In medical terms, the duodenogastric reflux can lead to Barrett’s esophagus (BE), which is defined as intestinal metaplasia (IM) of the esophageal mucosa. This is a known precursor of esophageal adenocarcinoma (CANCER) and is thought to result from chronic GERD in genetically susceptible individuals.
Esophageal adenocarcinoma (CANCER) is a dreaded disease with a poor prognosis, largely due to the advanced stage at which it typically presents. While still a relatively uncommon malignancy, it has been increasing in incidence over the past 50 years in the United States (US) and Western Europe. Data from the National Cancer Institute Surveillance, Epidemiology, and End Results (SEER) Program estimate that a total of 20,640 new cases of esophageal cancer will be diagnosed in the US in 2022, most from esophageal adenocarcinoma, constituting 1.1% of all new cancer cases. Sadly, the 5-year relative survival of esophageal cancer between 2012 and 2018 was only 20.6%. While this survival rate is poor, it represents an improvement from 50 or more years ago when fewer than 5% of patients diagnosed with esophageal cancer survived more than 5 years. While the epidemiology of esophageal cancer has shifted since the 1970s, from a predominance of cases of esophageal squamous cell carcinoma to the majority now being esophageal adenocarcinoma, the reasons behind the steady improvement in prognosis are multiple. An increased frequency of detection and treatment of esophageal cancer at earlier stages, however, undoubtedly plays a role in its better overall survival.

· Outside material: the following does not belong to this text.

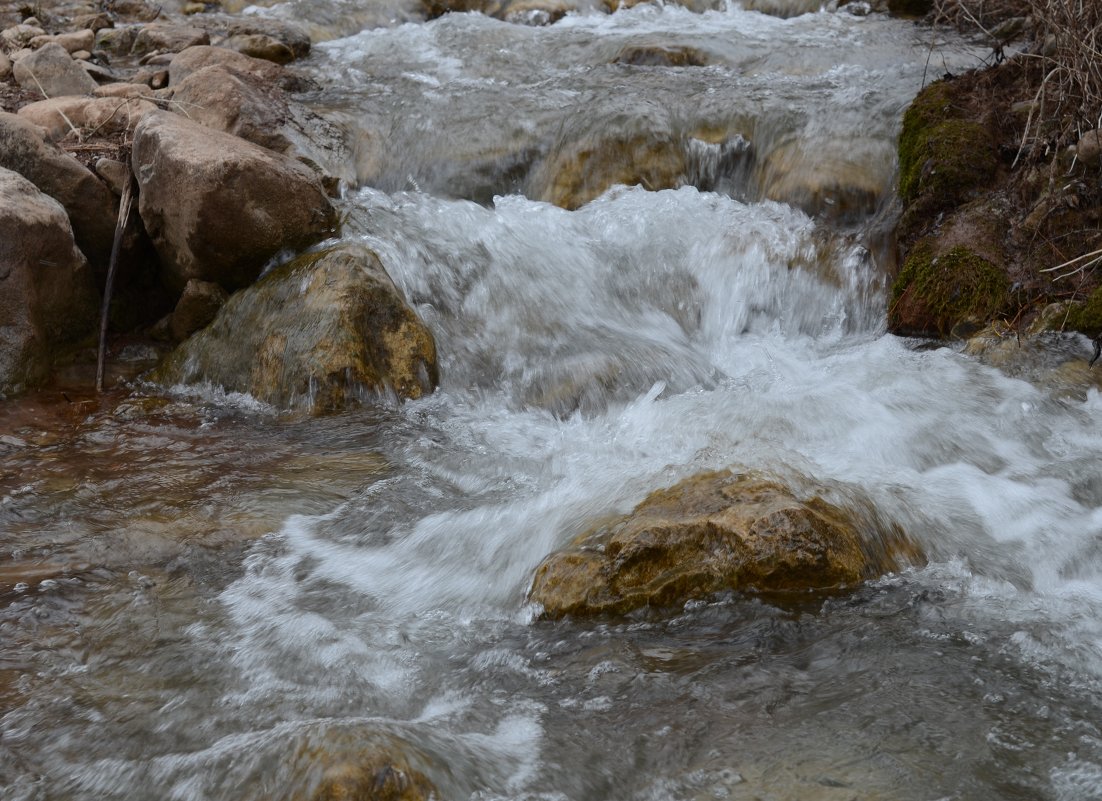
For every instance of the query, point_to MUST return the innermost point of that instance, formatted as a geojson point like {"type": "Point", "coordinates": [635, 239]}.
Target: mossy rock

Upper endoscopy is not required to make a diagnosis of GERD. However, upper endoscopy can detect esophageal manifestations of GERD. Upper endoscopy is indicated in patients with suspected GERD to screen for Barrett’s esophagus in patients with risk factors. Risk factors for Barrett's esophagus include:
Duration of GERD of at least 5 to 10 years
Age 50 years or older
Male sex
White individuals
Hiatal hernia
Obesity
Night-time reflux
Tobacco use (past or current)
First-degree relative with Barrett's esophagus and/or adenocarcinoma
The simple take home message is that if you have GERD symptoms for more than 3 months, you should talk to your family doctor or call a gastroenterologist. For further guidance or medical advocacy, please go to PaladinMDs because “it’s like having a doctor in the family.”
My last upper endoscopy biopsy on August 2nd came back “Barrett’s mucosa, negative for dysplasia. Reflux esophagitis.”
Recommendation was to continue current course of PPI‘s and repeat upper endoscopy in one year.
Can I take comfort in the fact that the result was negative for dysplasia? I have to take generic Tums for breakthrough GERD pain.